Yo no me había desmayado, ni estaba llorando escondido que bien podría ser: me había desplazado en una nube con motor de suspiros hasta el final de clase, buscando una perspectiva global de los monitores desde la espalda del grupo. Desde allí   pude comprobar  tres cosas: la primera es que había todavía tres o cuatro alumnas con el bolso sobre las piernas; la segunda era que  a una gran parte les resultaba divertido apretarse una a otra en todos los botones de  la Unidad Central y en tercer y principal lugar, que  la gran mayoría de  los monitores estaban apagados  con lo cual era imposible saber su estado.

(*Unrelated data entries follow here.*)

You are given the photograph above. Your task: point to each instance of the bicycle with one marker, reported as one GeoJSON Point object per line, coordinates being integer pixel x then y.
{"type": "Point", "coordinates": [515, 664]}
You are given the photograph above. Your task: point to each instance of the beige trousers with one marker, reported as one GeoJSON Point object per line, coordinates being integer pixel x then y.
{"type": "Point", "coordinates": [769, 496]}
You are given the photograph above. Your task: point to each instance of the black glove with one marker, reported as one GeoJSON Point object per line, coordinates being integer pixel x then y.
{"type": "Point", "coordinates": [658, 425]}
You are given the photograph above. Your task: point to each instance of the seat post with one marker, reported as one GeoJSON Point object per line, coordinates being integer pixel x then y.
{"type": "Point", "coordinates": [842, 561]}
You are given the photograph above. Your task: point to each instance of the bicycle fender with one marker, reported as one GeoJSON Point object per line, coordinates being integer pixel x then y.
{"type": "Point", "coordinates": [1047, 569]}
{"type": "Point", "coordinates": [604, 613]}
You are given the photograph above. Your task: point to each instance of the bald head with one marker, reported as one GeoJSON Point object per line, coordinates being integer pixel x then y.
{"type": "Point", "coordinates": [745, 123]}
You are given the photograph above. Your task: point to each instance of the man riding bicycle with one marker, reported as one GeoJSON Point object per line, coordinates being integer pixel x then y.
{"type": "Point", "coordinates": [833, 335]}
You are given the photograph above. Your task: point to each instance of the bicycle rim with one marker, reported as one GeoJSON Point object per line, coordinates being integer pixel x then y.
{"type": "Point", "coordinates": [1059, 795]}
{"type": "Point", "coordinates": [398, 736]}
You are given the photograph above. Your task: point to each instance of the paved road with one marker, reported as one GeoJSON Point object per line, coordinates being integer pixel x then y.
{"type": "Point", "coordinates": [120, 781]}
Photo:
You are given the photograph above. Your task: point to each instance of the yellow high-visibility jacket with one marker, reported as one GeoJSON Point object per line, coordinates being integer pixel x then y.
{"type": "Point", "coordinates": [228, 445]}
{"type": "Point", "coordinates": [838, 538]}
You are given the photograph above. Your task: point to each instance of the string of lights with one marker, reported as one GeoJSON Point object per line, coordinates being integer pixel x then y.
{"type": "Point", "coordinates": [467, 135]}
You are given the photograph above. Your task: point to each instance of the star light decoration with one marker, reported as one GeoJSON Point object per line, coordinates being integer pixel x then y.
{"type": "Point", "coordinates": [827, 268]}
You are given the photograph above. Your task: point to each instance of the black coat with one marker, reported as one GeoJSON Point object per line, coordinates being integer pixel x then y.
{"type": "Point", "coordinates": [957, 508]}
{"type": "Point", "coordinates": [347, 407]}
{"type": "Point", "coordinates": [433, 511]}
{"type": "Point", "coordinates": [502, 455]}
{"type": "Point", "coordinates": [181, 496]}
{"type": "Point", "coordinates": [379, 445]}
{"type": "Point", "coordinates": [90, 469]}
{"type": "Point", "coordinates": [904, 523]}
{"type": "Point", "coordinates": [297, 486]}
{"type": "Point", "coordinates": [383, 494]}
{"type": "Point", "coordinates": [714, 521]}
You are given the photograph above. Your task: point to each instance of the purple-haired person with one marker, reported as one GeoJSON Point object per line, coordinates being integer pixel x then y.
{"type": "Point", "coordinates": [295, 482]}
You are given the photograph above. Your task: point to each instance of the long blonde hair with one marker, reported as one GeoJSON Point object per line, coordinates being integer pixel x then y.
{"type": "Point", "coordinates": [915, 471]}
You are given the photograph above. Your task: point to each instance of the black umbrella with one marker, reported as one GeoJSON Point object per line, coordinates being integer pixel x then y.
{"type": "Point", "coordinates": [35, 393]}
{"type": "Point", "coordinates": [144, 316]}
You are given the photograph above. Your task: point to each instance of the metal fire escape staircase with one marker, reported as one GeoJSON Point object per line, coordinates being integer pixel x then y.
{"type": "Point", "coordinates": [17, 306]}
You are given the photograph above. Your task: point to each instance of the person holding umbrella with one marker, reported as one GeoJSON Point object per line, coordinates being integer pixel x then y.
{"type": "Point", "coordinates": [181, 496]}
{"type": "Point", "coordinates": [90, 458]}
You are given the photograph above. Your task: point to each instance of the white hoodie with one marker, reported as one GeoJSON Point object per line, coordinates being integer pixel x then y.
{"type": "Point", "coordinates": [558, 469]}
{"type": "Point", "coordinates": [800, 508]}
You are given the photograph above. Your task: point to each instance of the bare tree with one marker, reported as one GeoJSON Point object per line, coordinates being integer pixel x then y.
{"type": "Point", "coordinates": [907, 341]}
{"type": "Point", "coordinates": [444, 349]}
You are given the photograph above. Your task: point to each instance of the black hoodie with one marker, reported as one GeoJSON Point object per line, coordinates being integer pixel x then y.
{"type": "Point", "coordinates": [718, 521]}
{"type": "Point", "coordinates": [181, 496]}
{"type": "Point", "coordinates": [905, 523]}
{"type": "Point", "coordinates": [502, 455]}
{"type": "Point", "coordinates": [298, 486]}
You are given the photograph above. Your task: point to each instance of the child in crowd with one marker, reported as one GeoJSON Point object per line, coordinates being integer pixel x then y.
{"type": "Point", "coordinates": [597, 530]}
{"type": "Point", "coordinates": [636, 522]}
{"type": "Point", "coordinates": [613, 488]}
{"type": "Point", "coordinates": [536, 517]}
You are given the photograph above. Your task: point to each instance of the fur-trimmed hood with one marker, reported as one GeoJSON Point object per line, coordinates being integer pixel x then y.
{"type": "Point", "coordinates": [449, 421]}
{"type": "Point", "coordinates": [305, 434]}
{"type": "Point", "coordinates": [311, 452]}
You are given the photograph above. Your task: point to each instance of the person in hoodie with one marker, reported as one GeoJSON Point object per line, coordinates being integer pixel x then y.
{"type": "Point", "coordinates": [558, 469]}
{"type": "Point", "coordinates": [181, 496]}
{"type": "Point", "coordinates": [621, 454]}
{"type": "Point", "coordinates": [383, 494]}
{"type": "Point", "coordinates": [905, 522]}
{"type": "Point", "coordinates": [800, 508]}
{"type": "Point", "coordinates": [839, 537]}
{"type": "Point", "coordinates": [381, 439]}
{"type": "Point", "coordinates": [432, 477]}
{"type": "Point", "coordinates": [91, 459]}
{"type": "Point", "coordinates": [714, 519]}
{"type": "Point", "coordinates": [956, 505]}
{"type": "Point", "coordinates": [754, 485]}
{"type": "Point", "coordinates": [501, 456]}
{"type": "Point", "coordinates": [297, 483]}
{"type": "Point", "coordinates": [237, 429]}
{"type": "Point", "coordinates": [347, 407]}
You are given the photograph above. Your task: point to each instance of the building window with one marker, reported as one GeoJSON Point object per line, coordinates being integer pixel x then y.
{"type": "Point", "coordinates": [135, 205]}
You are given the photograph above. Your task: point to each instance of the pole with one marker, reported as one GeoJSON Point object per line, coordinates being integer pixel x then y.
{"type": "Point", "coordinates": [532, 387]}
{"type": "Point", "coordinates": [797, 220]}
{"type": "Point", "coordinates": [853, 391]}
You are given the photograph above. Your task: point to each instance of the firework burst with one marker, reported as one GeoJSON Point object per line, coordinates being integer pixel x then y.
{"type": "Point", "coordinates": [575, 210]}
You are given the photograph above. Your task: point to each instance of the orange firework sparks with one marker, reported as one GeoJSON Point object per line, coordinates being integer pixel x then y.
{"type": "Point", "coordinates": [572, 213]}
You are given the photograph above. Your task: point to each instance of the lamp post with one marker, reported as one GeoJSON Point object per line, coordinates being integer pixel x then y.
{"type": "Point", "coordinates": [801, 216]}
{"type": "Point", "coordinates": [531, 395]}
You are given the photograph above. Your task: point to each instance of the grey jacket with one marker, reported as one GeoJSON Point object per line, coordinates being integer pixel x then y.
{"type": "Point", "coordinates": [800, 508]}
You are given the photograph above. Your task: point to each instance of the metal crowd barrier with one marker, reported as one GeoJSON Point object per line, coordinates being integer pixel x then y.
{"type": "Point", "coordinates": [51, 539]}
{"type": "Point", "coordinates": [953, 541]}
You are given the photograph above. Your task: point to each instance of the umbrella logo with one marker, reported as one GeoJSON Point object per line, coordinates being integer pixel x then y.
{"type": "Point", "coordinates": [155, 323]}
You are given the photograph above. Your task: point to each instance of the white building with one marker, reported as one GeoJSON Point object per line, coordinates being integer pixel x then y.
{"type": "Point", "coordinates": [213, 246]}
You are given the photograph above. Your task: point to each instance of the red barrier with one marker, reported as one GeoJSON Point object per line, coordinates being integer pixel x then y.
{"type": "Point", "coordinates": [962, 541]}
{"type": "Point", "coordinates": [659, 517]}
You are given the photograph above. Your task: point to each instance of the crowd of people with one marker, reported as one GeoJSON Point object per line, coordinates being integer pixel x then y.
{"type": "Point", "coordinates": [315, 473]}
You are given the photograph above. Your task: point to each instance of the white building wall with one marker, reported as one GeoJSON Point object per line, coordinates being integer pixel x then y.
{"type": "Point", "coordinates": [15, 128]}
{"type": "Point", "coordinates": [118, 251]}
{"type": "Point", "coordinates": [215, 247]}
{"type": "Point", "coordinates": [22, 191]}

-                  Antes de seguir vamos a encender los monitores
-                  ¿Yo? – añadió la Milagros precipitada – yo no toco en ningún lado que luego me dicen …
-                  ¿El monitor… lo qué es, Juan?
-                  La televisión chica esta, hija. La tele mía  de mi casa es más grande de treinta y tres “purgadas”,  que me la pusieron mis niños por los Reyes que la compraron…
-                  ¿Cuánto te costó? La mía…

Cuando por fin tuvimos  encendidos los monitores y  podíamos ver bailar  los logotipos de Windows 95 rebotando contra las esquinas de la pantalla,  alguien cuyo salvapantallas llevaba además  la fecha y la hora  gritó tirando de la alarma del vagón imaginario que ocupábamos y deteniendo su atropellada  marcha:

-                  ¿Esta hora que pone aquí es la hora que es?
-                  Uy,  es verdad, si son ya  casi las una -  contestaron varias levantándose  y provocando con sus comentarios un nuevo campeonato  de prisas y  urgencias.

Era algo así como  las trece menos  veintisiete pero…

-                  Esperad un momento que vamos a apagarlos.
-                  Sí, hombre, con lo que tardamos en cualquier tontería – dijo Loli que llevaba un mosqueo del siete desde la primera parte de la clase.
-                  Déjalos encendidos  y en la próxima clase nos enseñas a apagarlos porque hoy no nos da tiempo.

Y me pareció una buena propuesta, al menos en lo de  que no intentaran apagarlo,  porque seguro que alguna  tiraba del cable o le echaba el fular por encima para salir corriendo.